More than 245,000 people took part in the Diet Types Study that was recently concluded by CSIRO or the Commonwealth Scientific and Innovation Research Organisation in Australia. CSIRO is globally respected for scientific research into everything from food safety and the environment to wellness. Researchers at CSIRO launched the Diet Types study to understand the lifestyle and personality triggers that make us overeat.
“Knowing the strengths and weaknesses of each personality type will help us put in place strategies to engage the strengths and support the weaknesses, “ says Pennie McCoy, CSIRO Total Wellbeing Dietician. “No foods are off-limits for anyone. But by understanding yourself better you can help you adapt your habits around food. There are no right or wrong types of personality. You will have more success working with who you are, instead of trying to change yourself. Understanding your own personal triggers will be more successful in the long term.”
To find out your diet type you can take a free online quiz at totalwellbeing diet.com. It takes about five minutes.

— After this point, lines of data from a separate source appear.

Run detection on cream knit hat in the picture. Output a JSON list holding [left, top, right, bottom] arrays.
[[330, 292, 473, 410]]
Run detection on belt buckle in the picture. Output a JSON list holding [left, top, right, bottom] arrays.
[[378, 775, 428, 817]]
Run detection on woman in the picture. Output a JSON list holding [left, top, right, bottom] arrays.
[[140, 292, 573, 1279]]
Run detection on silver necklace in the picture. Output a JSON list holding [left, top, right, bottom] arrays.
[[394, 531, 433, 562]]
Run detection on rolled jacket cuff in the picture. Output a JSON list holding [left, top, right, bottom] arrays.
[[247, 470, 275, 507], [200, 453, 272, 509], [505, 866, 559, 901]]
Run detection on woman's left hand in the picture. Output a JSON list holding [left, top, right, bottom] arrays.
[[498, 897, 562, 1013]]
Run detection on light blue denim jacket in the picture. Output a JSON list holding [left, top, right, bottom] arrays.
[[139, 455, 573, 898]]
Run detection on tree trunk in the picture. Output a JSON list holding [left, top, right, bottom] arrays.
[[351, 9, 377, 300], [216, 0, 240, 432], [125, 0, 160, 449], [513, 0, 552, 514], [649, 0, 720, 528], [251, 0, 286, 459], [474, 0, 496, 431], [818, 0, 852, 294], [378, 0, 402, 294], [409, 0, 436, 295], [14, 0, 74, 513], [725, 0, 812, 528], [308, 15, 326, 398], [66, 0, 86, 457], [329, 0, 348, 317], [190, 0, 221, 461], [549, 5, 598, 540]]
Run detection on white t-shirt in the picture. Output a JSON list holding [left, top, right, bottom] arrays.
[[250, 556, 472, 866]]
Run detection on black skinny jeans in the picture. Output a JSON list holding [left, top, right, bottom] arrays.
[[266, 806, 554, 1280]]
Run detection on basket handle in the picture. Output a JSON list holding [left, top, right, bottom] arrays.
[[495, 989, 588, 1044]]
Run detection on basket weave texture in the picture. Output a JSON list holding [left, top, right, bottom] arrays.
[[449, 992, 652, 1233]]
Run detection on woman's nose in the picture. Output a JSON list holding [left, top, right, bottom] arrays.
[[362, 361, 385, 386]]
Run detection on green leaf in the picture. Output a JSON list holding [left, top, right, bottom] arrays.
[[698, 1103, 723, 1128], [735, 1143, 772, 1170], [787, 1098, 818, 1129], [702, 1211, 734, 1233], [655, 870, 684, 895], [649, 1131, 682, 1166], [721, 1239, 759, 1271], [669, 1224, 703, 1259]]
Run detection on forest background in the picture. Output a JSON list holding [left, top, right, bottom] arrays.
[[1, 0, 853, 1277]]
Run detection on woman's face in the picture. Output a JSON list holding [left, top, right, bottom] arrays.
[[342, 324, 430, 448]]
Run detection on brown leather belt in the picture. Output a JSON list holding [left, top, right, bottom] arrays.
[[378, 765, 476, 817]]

CSIRO experts say that many people are Thinkers – who tend to overeat when they are stressed. “Thinkers tend to focus on negatives – what they have not achieved, instead of what they have achieved,” explains Dr Brindal. “If you have this personality it can be helpful to remind yourself of the good things you have achieved to balance your perspective.”
Learning to tune into your appetite – instead of counting calories – also helps to make it easier to lose weight. “Understanding your diet personality is the first step. It helps you put into place strategies to help you achieve your health goals, such as menu plans, shopping lists, and tracking your exercise progress,” says Pennie McCoy.